To use the UK Biobank secure online repository services a researcher must
This webpage details the means by which bulk data held by UK Biobank can be accessed and manipulated once access has been approved.
Some of the UKB utilities are supplied pre-compiled for both MS-Windows and Linux systems. The MS-Windows utilities have the suffix .exe however the explanations given in this guide omit this for generality. All the utility programs are command-line, so Windows versions are best run from a Command Prompt window, and Linux versions are best run directly from a Terminal.
The repository consists of a pair of mirrored systems each connected to the UK JANET network by independent links. The system names are:
To analyse a particular bulk data file, a copy must be retrieved from the repository using the ukbfetch utility. This program can be obtained from the download section of the UK showcase website.
The ukbconv utility, downloadable similarly, can be used to produce lists of all the Bulk data-files included in an application.
ukbfetch -eperson_id -ddataset_name -bbatch_file [-aauthentication_keyfile] [-v]where the flags are as follows:
-a | Specifies the authentication keyfile containing application ID and truncated password. This is an optional flag and is not required if the default authentication file name (.ukbkey) has been used. |
---|---|
-b | Specifies a batch file containing participant-ID and data-file ID pairs, for retrieving multiple data-files at once. Details on creating a batch file are given in Section 3 below. |
-d | Specifies a single data-file ID to be retrieved. |
-e | Specifies a single paticipant ID to be retrieved. |
-h | Shows a basic help message. |
-m | Specifies that only the first N data-files listin a batch-file should be retrieved (entered as -mN, e.g. -m20). |
-o | Specifies an alternate name for the output logfile. |
-s | Specifies line N> as the starting point for retrieving data-files listed in a batch file (entered as -sN, e.g. -s50) |
-v | Specifies that output should be verbose (useful for tracing errors). |
Either both -d and -e must be present, or -b alone must be present.
As an example, suppose the authentication keyfile
.ukbkey exists, then to retrieve datafile
6025_1_0 for person 829423 enter the following:
ukbfetch -e829423 -d6025_1_0which will create the file 829423_6025_1_0.typ on the local disk, where typ is an extension appropriate to the type of file. On failure the program will output an error message.
Note that ukbfetch will exit if it attempts to download a datafile to a disk location with insufficient space. Once access has been granted, individual files may be downloaded an unlimited number of times, so we suggest that researchers delete each file once they have finished analysing it.

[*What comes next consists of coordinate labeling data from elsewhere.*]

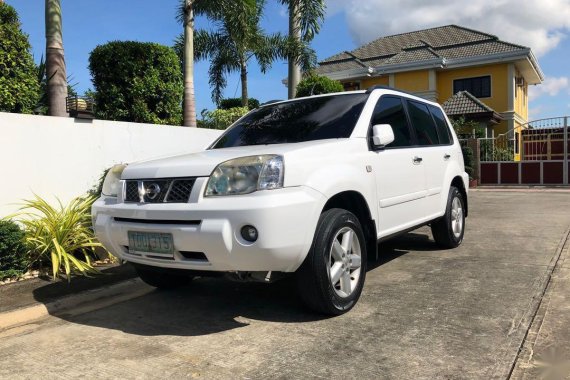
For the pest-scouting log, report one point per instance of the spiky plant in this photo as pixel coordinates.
(61, 235)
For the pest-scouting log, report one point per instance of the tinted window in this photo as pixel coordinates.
(390, 110)
(479, 86)
(441, 125)
(326, 117)
(423, 124)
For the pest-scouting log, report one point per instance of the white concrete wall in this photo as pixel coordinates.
(64, 157)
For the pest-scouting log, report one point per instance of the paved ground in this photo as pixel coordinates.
(424, 313)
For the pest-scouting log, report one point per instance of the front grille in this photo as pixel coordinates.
(169, 190)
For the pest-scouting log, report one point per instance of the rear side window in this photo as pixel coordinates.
(423, 124)
(390, 110)
(441, 125)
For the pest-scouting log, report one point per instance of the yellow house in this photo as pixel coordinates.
(490, 77)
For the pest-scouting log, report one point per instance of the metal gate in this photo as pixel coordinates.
(535, 153)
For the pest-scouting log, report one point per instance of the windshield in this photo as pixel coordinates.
(318, 118)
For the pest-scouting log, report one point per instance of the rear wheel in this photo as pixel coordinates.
(162, 279)
(332, 276)
(449, 229)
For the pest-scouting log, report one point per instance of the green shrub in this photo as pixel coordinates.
(220, 118)
(60, 235)
(315, 85)
(137, 82)
(19, 87)
(13, 259)
(228, 103)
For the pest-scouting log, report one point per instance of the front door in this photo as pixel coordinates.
(435, 149)
(399, 171)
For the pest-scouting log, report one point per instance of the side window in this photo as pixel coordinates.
(441, 125)
(390, 110)
(423, 124)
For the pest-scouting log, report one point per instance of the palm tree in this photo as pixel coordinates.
(305, 17)
(237, 39)
(185, 43)
(55, 60)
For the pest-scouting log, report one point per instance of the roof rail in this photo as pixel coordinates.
(383, 87)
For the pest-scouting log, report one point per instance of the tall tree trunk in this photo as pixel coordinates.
(55, 60)
(189, 104)
(294, 32)
(243, 76)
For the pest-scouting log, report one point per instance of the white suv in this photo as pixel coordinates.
(307, 186)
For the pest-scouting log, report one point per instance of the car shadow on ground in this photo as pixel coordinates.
(212, 305)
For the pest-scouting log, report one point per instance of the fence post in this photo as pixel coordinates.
(565, 165)
(473, 143)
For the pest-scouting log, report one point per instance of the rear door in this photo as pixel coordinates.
(400, 177)
(434, 148)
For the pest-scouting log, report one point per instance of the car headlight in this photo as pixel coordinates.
(112, 182)
(245, 175)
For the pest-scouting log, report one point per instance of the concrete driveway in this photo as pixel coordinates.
(424, 313)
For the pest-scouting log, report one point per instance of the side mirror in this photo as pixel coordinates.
(382, 135)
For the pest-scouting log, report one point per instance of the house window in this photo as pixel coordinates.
(479, 86)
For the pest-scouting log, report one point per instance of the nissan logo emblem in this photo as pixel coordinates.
(152, 191)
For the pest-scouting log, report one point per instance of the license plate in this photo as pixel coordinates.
(151, 242)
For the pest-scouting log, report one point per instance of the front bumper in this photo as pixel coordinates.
(286, 220)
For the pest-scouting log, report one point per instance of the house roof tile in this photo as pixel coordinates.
(445, 42)
(463, 103)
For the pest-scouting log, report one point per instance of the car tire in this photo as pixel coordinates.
(448, 230)
(331, 278)
(163, 279)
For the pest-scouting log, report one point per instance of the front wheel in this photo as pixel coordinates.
(449, 229)
(332, 276)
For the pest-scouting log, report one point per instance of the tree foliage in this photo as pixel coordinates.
(236, 39)
(316, 84)
(138, 82)
(221, 118)
(19, 87)
(311, 13)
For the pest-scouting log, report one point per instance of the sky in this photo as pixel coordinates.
(544, 26)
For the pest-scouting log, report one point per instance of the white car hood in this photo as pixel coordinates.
(201, 164)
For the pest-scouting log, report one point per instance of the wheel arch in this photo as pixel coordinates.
(458, 182)
(355, 202)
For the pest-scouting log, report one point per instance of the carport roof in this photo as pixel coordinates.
(464, 103)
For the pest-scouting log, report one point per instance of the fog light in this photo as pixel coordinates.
(249, 233)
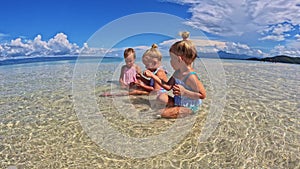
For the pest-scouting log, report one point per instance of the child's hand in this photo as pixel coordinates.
(148, 73)
(178, 90)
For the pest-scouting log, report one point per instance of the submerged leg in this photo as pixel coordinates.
(175, 112)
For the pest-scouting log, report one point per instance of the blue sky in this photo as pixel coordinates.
(61, 27)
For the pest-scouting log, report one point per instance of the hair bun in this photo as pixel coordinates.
(154, 46)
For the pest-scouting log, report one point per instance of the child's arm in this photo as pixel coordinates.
(122, 84)
(138, 69)
(166, 85)
(196, 85)
(161, 74)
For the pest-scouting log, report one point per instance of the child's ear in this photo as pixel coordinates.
(180, 59)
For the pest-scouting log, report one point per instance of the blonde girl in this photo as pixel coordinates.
(187, 88)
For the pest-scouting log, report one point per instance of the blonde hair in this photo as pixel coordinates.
(128, 51)
(153, 52)
(184, 35)
(184, 48)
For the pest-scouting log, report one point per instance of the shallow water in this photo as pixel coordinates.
(41, 125)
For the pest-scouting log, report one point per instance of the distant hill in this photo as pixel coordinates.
(226, 55)
(280, 58)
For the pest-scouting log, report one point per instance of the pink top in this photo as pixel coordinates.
(129, 75)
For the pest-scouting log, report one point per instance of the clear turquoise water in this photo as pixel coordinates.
(41, 128)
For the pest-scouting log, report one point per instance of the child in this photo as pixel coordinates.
(152, 61)
(130, 70)
(187, 88)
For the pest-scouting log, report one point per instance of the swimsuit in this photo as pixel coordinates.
(129, 75)
(161, 90)
(184, 101)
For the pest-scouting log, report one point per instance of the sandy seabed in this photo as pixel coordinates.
(44, 123)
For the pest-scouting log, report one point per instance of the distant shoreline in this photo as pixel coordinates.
(13, 61)
(279, 59)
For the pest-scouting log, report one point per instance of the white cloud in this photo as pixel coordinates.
(297, 37)
(212, 46)
(2, 35)
(277, 32)
(59, 45)
(227, 17)
(273, 37)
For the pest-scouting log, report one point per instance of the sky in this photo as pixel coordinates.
(260, 28)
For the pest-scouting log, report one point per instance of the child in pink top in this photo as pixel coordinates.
(130, 70)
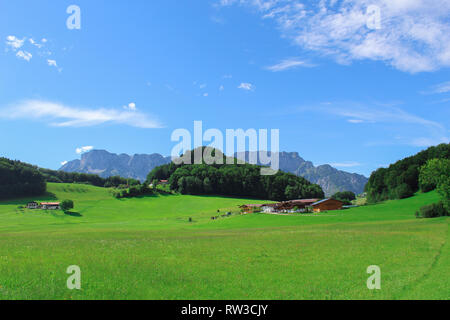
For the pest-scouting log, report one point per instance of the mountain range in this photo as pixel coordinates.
(106, 164)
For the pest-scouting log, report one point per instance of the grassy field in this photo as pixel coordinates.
(145, 248)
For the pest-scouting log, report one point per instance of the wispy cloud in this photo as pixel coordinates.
(289, 64)
(410, 129)
(84, 149)
(131, 106)
(345, 164)
(25, 55)
(441, 88)
(356, 121)
(60, 115)
(246, 86)
(414, 36)
(14, 43)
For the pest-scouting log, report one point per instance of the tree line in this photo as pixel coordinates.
(20, 179)
(401, 179)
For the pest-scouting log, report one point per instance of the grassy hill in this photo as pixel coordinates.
(145, 248)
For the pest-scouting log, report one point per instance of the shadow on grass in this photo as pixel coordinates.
(48, 196)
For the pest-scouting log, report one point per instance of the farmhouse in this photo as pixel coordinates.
(33, 205)
(51, 205)
(251, 208)
(327, 205)
(294, 205)
(280, 207)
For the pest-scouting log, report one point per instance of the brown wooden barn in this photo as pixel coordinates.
(327, 205)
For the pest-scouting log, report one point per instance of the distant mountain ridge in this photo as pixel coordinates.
(330, 179)
(106, 164)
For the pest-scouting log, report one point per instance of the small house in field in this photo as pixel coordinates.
(251, 208)
(33, 205)
(51, 205)
(327, 205)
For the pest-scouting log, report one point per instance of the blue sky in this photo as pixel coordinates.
(340, 92)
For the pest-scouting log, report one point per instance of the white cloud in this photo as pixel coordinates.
(85, 149)
(25, 55)
(14, 42)
(246, 86)
(131, 106)
(346, 164)
(289, 64)
(60, 115)
(414, 35)
(424, 142)
(410, 129)
(355, 121)
(52, 63)
(34, 43)
(441, 88)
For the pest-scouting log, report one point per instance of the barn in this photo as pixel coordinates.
(51, 205)
(33, 205)
(327, 205)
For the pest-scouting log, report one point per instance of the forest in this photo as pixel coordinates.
(243, 180)
(401, 179)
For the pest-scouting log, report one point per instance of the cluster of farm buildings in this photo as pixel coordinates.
(44, 205)
(294, 206)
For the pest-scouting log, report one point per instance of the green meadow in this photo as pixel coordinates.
(146, 248)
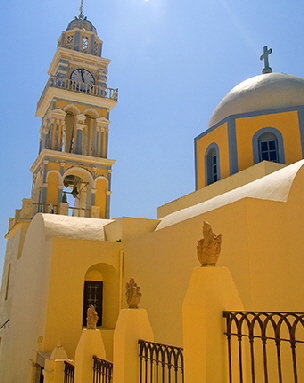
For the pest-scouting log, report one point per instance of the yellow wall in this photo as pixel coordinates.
(220, 137)
(287, 123)
(71, 260)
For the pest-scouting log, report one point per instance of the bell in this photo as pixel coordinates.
(64, 199)
(75, 191)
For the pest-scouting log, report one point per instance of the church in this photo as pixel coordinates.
(64, 252)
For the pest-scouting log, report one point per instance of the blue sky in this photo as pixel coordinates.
(172, 61)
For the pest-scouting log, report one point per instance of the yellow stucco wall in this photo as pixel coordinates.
(287, 123)
(220, 137)
(262, 246)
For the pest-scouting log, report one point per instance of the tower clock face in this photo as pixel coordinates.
(83, 75)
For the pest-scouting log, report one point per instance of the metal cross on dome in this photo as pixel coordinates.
(266, 53)
(81, 9)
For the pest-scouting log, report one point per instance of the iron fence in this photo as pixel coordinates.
(102, 370)
(267, 347)
(68, 372)
(160, 363)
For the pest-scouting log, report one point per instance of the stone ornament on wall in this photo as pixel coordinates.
(92, 318)
(209, 248)
(133, 294)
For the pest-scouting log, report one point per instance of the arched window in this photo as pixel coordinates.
(268, 146)
(212, 164)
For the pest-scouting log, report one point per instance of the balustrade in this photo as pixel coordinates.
(270, 346)
(78, 86)
(102, 370)
(68, 372)
(160, 363)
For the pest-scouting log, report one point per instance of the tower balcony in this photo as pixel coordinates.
(78, 87)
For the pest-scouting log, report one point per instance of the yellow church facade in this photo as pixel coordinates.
(250, 177)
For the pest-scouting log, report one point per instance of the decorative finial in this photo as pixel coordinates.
(209, 248)
(81, 10)
(133, 294)
(92, 318)
(266, 53)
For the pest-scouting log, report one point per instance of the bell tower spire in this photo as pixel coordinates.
(72, 171)
(81, 9)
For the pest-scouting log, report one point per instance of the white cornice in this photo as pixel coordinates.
(73, 97)
(74, 57)
(65, 157)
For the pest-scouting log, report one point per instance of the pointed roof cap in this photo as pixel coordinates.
(81, 22)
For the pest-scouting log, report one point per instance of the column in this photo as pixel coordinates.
(57, 118)
(80, 118)
(102, 133)
(44, 185)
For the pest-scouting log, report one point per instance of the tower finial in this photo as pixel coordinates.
(81, 10)
(266, 53)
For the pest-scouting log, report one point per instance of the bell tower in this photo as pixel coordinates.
(72, 170)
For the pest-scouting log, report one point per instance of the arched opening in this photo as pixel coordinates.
(89, 136)
(93, 294)
(106, 298)
(77, 192)
(212, 164)
(70, 134)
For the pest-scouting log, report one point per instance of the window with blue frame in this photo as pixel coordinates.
(268, 146)
(268, 149)
(212, 165)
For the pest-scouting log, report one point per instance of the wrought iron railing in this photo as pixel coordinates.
(78, 86)
(160, 363)
(102, 370)
(68, 372)
(267, 347)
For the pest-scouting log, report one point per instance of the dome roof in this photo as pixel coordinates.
(267, 91)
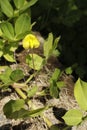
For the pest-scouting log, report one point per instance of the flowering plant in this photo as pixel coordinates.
(30, 41)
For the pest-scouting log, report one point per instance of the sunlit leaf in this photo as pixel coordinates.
(17, 75)
(13, 106)
(48, 45)
(5, 76)
(31, 92)
(35, 61)
(22, 24)
(28, 5)
(9, 56)
(7, 30)
(6, 8)
(56, 74)
(80, 93)
(73, 117)
(68, 70)
(19, 3)
(54, 92)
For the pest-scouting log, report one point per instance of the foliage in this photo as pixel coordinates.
(63, 18)
(12, 30)
(67, 18)
(76, 116)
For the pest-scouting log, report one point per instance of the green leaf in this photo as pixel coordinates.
(19, 3)
(31, 92)
(48, 45)
(36, 62)
(56, 74)
(5, 76)
(22, 24)
(80, 93)
(6, 8)
(60, 84)
(36, 112)
(28, 5)
(54, 92)
(73, 117)
(17, 75)
(1, 47)
(68, 70)
(56, 41)
(7, 30)
(9, 56)
(13, 106)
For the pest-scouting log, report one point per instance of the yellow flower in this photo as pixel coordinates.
(30, 41)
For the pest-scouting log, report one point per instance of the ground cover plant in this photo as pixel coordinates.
(64, 38)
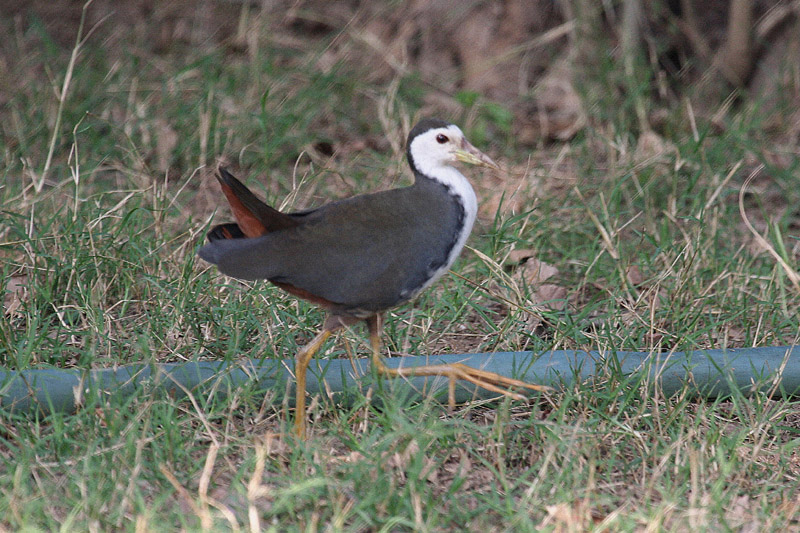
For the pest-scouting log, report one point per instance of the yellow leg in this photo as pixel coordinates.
(454, 371)
(302, 359)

829423 6025_0_0 829582 6025_1_1 829582 21012_0_2 |
then entering
ukbfetch -binput.txtwould instruct ukbfetch to retrieve the three datafiles listed. The names of the files retrieved will be saved as a list in the file fetched.lis which can be used as an input file to produce worklists for analysis programs (successive runs will over-write this file, so use the -o option to specify alternative names if you wish to keep the files).
Lines beginning with # in a batch file will be ignored - this may be used to embed comments.
Note that no more than 50,000 files can be retrieved on a single run of ukbfetch, however researchers may run multiple instances of ukbfetch simultaneously using different input files.
To facilitate producing lists of datafiles, the ukbconv utility has an option to output "bulk" format which can be loaded directly by ukbfetch. This produces a single file containing all the datafile names - if this exceeds 50,000 lines then the -s and -n flags will need to be used with ukbfetch.
Please be aware that, because the files are encrypted in transit (and decrypted only on receipt), receiving multiple streams of them simultaneously may stress your local system and actually result in decreased throughput overall.
To generate a list of datafiles (to be fetched) for field 145, enter the command
ukbconv ukb789.enc_ukb bulk -s145which will output the file ukb789.bulk. To fetch the datafiles listed in ukb789.bulk, create a .ukbkey file containing
789 c3d4a1b2c3d4a1b2c3d4a1b2c3d4a1b2c3d4a1b2c3d4a1b2c3d4a1b2c3d4a1b2c3d4 |
and enter the command
ukbfetch -bukb789.bulkwhich will connect to the repository and download copies of the information. The names of the successfully fetched datafiles will be outputted to in the logfile fetched.lis.
Note: If the ukb789.bulk file contained 2300 lines (i.e. more than 1000), then the data could be retrieved using the following set of commands
ukbfetch -bukb789.bulk -s1 -n800 -of1 ukbfetch -bukb789.bulk -s801 -n800 -of2 ukbfetch -bukb789.bulk -s1601 -n700 -of3The end result would be 2300 datafiles (assuming sufficient disk-space) in the current directory, accompanied by the output logfiles f1.lis, f2.lis and f3.lis.